Dia lantas mengeluh spare part mobil dan motor juga cepat rusak karena jalan rusak seperti itu. Dia akui memang akses sudah terbuka tetapi kondisi jalannya memprihatinkan hancur di mana mana dan butuh perbaikan. Soal jalan ini sangat dikeluhkan karena berkaitan dengan akses warga antar kelurahan termasuk ke sekolah, kawasan pusat pemerintahan di Mayau, bahkan ke kebun.
Jalan ini dibuka di zaman Wali Kota Ternate Drs Syamsir Andili (alm) 2000- 2005-2010 kemudian peningkatannya di zaman Walikota Hi Burhan Abdurahman (alm) 2010-2015-2020. Warga mulai merasakan akses jalan antarkelurahan sudah terbuka.namun sampai sekarang belum juga ada perbaikan.
“Wali Kota yang berjasa besar bagi orang Batang Dua dengan membuka akses jalan adalah pak Syamsir (eks walkota Ternate,red). Seluruh masyarakat Batang Dua mengingat dan mengenang jasa beliau,” kata Novel salah satu warga Kelurahan Perum Bersatu. Dia turut menyebut Walikota Hi Burhan yang memiliki kepedulian yang besar bagi masyarakat di sana.

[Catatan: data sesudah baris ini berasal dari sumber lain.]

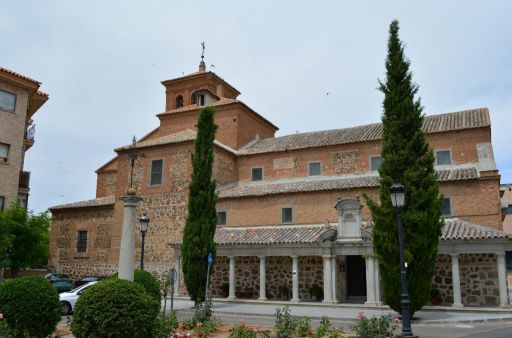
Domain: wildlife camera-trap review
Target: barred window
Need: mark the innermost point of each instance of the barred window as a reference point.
(81, 241)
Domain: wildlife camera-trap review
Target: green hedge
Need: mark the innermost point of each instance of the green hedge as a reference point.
(30, 306)
(115, 308)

Persoalan yang dihadapi masyarakat di pulau terluar seperti Mayau dan Tifure Kecamatan Batang Dua tidak hanya akses jalan atau transportasi laut antarpulau. Satu yang menjadi kebutuhan urgen adalah ketersediaan air yang layak.
Sebagai warga yang hidup di pulau kecil air menjadi sebuah kebutuhan primer yang selalu bermasalah baik ketersediaan maupun kualitasnya. Warga di Pulau Mayau tidak semua sumber air mereka bisa manfaatkan. Semisal air tanah dari sumur.
Di Kampung Bido misalnya, dari 16 sumur yang ada tidak semua bisa dimanfaatkan. Hanya ada 8 yang bisa diambil airnya untuk kebutuhan makan dan minum. Sementara sisanya tidak bisa karena terasa payau.
Memang warga sudah merasa sangat terbantu ketika dibangunnya pompa air tanah yang listriknya menggunakan energy solar cell. Sumber air ini menjangkau hamper semua masyarakat. Sayang setelah beberapa tahun beroperasi pompa air itu alami kerusakan, sekira 8 bulan ini.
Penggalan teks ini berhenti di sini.